Every few years, the security industry declares a new #1 threat. Ransomware. Supply chain attacks. Unpatched software vulnerabilities. The headlines rotate. The conference keynotes shift. The budgets follow.
And yet, year after year, email sits at the top of every serious threat report. Email functions as an identity layer of the internet: the reset mechanism for accounts, the gateway to financial accounts/banking systems, and a major (often default) trust channel for both individuals and enterprises. When attackers compromise email, they do not just gain access; they inherit trust. That makes every downstream system, no matter how well secured, implicitly vulnerable.
Generative AI has made this significantly worse, and not in incremental ways. The industry is responding, but the defensive tools have not kept pace with the rate at which the threat is evolving.
The scale of the problem is not abstract. Between October 2013 and December 2023, Business Email Compromise alone accounted for $55.5 billion in reported losses. Roughly 9 out of 10 cyberattacks still begin with a phishing email. At the same time, the attack surface continues to expand: over 376 billion emails are sent every day, with an estimated 3.4 billion phishing messages embedded within that flow.
Why attackers keep choosing email
The answer is not that email is technically weak, though parts of it are. The answer is that email is universally trusted infrastructure with an enormous, consistently accessible attack surface and exploitation patterns that have only grown more sophisticated over time.
Consider what email gives an attacker that almost no other channel does:
What AI changed, and it is not what most people think
The common narrative is that AI made phishing emails better-written. That is true, but it is the least important change. Grammar checkers could already fix most of the linguistic tells that used to identify phishing. The real shift is more structural.
One data point captures the scale of it: the volume of phishing emails surged by an estimated 1,265% in the two years following ChatGPT’s release in November 2022. The tools did not just improve existing attacks; they collapsed the cost and skill floor for launching them.

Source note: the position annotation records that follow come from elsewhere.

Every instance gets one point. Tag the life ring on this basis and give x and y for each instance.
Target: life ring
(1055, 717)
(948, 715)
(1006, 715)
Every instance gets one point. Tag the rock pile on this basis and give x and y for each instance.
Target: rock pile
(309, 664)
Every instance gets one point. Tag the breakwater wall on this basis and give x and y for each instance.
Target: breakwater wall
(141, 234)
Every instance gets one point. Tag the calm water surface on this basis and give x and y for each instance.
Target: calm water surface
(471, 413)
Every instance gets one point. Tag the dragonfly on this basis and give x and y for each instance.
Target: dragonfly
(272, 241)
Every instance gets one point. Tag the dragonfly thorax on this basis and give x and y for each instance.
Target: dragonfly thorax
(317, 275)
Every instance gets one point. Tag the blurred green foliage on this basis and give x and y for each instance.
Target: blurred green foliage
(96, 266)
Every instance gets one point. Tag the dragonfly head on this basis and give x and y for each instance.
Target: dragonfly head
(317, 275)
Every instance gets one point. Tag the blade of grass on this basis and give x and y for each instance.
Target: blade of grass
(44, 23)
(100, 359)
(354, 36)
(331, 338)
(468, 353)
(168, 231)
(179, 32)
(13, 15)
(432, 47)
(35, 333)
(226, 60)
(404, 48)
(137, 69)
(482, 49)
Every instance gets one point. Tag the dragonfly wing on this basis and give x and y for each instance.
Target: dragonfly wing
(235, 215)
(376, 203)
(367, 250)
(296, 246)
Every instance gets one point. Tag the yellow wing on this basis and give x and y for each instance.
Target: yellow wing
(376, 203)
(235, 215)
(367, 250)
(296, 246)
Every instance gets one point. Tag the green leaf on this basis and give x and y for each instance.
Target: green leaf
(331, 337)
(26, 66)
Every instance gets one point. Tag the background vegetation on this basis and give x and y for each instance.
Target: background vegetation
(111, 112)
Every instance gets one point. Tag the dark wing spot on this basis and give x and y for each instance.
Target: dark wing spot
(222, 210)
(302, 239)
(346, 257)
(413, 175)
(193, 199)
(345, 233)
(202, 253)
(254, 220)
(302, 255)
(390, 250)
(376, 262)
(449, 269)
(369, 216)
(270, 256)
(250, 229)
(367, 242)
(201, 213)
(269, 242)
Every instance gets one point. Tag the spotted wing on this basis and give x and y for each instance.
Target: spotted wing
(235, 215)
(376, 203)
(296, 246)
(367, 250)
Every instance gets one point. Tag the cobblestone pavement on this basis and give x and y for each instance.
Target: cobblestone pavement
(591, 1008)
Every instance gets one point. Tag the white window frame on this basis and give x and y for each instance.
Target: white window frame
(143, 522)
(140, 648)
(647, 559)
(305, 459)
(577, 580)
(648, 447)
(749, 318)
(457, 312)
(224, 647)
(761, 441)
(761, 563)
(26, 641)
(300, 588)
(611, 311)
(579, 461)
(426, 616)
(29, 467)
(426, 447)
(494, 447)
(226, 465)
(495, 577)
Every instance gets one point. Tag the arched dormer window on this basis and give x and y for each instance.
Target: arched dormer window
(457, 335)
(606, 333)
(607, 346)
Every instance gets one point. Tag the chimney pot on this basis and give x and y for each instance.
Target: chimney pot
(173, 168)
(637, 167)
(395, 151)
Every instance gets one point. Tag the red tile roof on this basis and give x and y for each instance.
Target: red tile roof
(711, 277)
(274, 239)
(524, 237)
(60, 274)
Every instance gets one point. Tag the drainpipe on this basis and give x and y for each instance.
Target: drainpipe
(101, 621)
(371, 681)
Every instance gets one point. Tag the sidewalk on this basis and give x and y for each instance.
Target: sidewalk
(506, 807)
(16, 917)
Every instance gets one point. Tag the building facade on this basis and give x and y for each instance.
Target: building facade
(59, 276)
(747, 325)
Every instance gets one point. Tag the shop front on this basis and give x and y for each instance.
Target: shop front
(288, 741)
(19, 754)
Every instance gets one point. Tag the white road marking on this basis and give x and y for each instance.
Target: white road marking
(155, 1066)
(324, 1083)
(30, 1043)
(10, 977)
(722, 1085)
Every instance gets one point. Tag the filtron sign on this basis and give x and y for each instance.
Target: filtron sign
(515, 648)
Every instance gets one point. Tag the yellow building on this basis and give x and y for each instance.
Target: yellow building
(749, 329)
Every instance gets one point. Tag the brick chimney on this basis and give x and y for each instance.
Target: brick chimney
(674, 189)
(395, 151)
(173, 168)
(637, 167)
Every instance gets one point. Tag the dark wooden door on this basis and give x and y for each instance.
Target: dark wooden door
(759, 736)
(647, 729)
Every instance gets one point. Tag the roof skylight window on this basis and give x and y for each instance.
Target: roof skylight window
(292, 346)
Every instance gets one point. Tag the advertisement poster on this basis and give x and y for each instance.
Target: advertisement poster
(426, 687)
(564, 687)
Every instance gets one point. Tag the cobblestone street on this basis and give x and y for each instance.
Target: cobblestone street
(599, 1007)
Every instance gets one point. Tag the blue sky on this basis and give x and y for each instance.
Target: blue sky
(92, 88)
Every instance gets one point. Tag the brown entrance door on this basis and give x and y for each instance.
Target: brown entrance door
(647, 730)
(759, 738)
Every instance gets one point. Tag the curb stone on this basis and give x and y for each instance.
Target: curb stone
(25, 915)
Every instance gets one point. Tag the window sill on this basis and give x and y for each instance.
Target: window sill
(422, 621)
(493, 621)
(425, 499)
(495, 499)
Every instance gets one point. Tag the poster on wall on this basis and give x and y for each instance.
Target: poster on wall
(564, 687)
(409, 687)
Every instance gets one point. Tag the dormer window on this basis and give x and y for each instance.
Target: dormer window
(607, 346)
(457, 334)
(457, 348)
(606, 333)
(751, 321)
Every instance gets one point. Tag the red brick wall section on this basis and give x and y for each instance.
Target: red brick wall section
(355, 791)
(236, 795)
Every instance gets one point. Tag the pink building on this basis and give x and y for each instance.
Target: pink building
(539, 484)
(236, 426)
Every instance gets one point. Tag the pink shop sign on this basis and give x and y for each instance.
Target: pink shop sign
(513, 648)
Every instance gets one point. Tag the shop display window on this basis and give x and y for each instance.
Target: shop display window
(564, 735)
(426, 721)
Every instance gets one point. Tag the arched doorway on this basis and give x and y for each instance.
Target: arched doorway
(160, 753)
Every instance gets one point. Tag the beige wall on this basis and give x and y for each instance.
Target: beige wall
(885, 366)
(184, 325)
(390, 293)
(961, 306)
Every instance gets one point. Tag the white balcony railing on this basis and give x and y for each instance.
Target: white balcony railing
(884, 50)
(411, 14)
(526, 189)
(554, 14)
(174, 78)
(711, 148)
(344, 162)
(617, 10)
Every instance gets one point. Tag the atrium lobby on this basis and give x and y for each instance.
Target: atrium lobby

What legacy defenses get wrong
The dominant model for email security for the past two decades has been layered filtering: blocklists, keyword rules, spam scores, sandbox detonation of attachments. These layers still have value. But they share a common limitation: they are reactive and signature-based.
A signature-based system can only catch what it has already seen. In a threat environment where attacks are generated fresh at scale by AI, that approach will remain structurally behind.
Email security has also been misframed as primarily a user education problem. Security awareness training tells people to be suspicious of unexpected requests, to verify sender identities, to avoid clicking links. These are reasonable habits. But they place the burden of defense on the party least equipped to act as a reliable security control: the end user, against adversaries who are specifically engineering attacks to overcome exactly these habits. This is not a sustainable security posture.
What actually works
The defenses that hold up against AI-powered email attacks share a common trait: they operate at the infrastructure layer, before the email reaches a human decision-maker. The question shifts from “can this user recognize a phishing email?” to “can this system detect anomalous behavior at the sending level before delivery?”
The policy dimension that technical defenses cannot solve alone
Technical defenses can only go so far when the underlying infrastructure has not caught up with the threat. The protocols, the incentives, the governance structures all lag behind. Email security is not purely a technology problem. It is increasingly a policy problem.
What a real defense posture looks like
The organizations holding the line against AI-powered email attacks do not share a single tool. They share a posture: security built into the infrastructure from the beginning, defenses operating at the behavioral and transport layers before any human decision is involved, and authentication enforced rather than merely supported.
The shift is as much cultural as technical. Email security has long been treated as a cost center. In an environment where a single successful attack can compromise a hospital network, disable a financial institution, or expose classified government communications, that framing no longer holds.
Email security infrastructure is national security infrastructure. How organizations staff it, fund it, and regulate it needs to reflect that.
The uncomfortable truth
Attackers keep choosing email because it keeps working. Not because defenders are incompetent; many are extraordinarily capable. But the structural conditions that make email a high-value attack channel have not meaningfully changed in thirty years.
AI did not create this problem. It accelerated it to the point where the old equilibrium no longer holds. Defenders could once approximately keep pace through reactive filtering and user training. That is no longer the case. The only way to close that gap is to move the defense upstream: to the infrastructure, to the protocols, to the policy frameworks that govern how email works.
Attackers are not winning because email is broken. They are winning because the system still treats trust as implicit. Until that changes, at the protocol, infrastructure, and policy level, email will remain the most reliable way to compromise everything built on top of it.